Un jour du printemps 1957, un couple d’artistes s’assied sur un quai au sud de Manhattan, au bord de l’East River, et partage une orange. L’un d’eux conserve la pelure du fruit et, de retour dans son atelier, en fait le point de départ d’une œuvre abstraite, une forme orange sur un fond bleu. Intitulée Orange Blue, l’œuvre porte au dos cette inscription : « Pour Robert une écorce d’orange du quai 7. »

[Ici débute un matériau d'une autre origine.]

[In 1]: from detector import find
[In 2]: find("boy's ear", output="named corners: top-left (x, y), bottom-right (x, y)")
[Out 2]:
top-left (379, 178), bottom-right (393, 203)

Ce couple n’est pas n’importe lequel : il réunit deux artistes dont les œuvres, majeures, vont contribuer à bouleverser l’art du XXe siècle, l’« abstrait » Ellsworth Kelly (1923-2015) et le « pop » Robert Indiana (dont l’assemblage de lettres Love est reproduit dans le monde entier, 1928-2018). Ils vivent quelques années ensemble, à un moment décisif de maturation de leurs œuvres respectives, alors que, trentenaires, ils cherchent la reconnaissance. Indiana a ainsi déclaré : « Avec Ellsworth, toute ma vision de la vie a changé. »
Cette histoire, on ne la trouvera pas sur les cimaises de la fondation Louis Vuitton, où vient d’ouvrir une rétrospective consacrée à Kelly, pas plus qu’on ne trouvera la moindre référence à l’homosexualité de l’artiste : elle est proprement évacuée et effacée. L’exposition célèbre un artiste de la couleur et de la forme – ce qu’il était assurément –, un génie qui s’était donné pour but d’« arriver au ravissement de la vision » ; un artiste sans chair ni sexualité, au prisme d’une lecture purement esthétique et formelle. Pour la chronologie affichée dans l’exposition comme pour le catalogue, Indiana est un ami parmi d’autres.